# Calculating pressure at pressure relief valve outlet

I have a tank which has a Pressure Relief Valve (PRV) connected to the atmospheric vent (Carbon steel with friction coefficient of 0.14). The PRV is opened at Set pressure of 30 PSIG and has a capacity of 60,000 SATSTM (I assumed it to be in lb/hr).
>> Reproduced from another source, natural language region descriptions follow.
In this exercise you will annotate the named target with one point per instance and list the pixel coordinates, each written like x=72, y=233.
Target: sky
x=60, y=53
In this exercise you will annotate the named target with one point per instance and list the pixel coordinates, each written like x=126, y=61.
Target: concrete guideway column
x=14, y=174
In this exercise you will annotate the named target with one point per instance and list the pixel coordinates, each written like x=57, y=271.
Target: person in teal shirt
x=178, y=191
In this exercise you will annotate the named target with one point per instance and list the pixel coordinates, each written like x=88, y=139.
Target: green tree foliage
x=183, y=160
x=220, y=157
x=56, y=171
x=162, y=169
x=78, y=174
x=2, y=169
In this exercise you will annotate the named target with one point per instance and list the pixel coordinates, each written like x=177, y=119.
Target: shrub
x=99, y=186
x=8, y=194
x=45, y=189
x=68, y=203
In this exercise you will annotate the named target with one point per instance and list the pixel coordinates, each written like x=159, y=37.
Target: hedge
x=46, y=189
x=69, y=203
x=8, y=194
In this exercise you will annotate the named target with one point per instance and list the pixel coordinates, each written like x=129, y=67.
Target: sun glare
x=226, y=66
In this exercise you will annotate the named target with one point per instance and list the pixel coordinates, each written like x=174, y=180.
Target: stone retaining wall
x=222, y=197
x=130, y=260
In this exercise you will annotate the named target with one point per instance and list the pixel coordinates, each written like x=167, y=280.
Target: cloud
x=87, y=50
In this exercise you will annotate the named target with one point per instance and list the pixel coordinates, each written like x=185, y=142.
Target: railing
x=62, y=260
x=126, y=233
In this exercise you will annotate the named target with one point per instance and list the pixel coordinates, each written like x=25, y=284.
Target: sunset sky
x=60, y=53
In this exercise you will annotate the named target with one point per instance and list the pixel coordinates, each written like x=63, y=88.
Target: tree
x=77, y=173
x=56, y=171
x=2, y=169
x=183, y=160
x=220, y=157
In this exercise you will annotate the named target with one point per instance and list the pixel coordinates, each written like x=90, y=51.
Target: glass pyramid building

I am trying to calculate the discharge pressure at the vent exit (opening).

The steps,

1. From steam table, specific volume of dry saturated steam at 30 PSIG = 9.5 cu.ft./lb
2. Calculating the volume flow rate at the exit = 60,000 x 9.5 = 570,000 cu.ft./hr = 158.33 cu.ft./sec
3. Calculating the nozzle outlet cross sectional area = 0.55 sq.ft. (Pipe nozzle diameter = 10 in = 0.83 ft)
4. Velocity at the exit = 158.33 x 0.55 = 290 ft/sec
5. Calculating pressure drop = (Friction coefficient/2) x (Pipe Length/Pipe Diameter) x (Velocity squared/gravity) = 0.14 x (10 ft /0.83 ft) x (290.35x290.35/32.17) = 2201 ft = 953 psi (Impossible!)

here is the excel file http://www.filedropper.com/prv_1

If I include the density in the above pressure drop calculation, the unit turns out to be in PSI than ft. But then I found no such equation that includes the density in calculating the pressure drop. What am I missing? Thanks.

Last edited:

Nidum
Gold Member
Pressure at the outlet of the vent pipe will be equal to atmospheric pressure - 0 psig .

If you are working this as an exercise then Nidum can be considered close enough. If this is a real relief valve application you are better (and much safer) relying on a reliable supplier to do the calculation for you. Pressure at the outlet nozzle can be well above atmospheric pressure because a pressurized area will form at the outlet under actual relief.

I used a large Friction coefficient (3.5E-06 is the right one).
The pressure turned out to be 0.15 PSIG. So Nidum is right.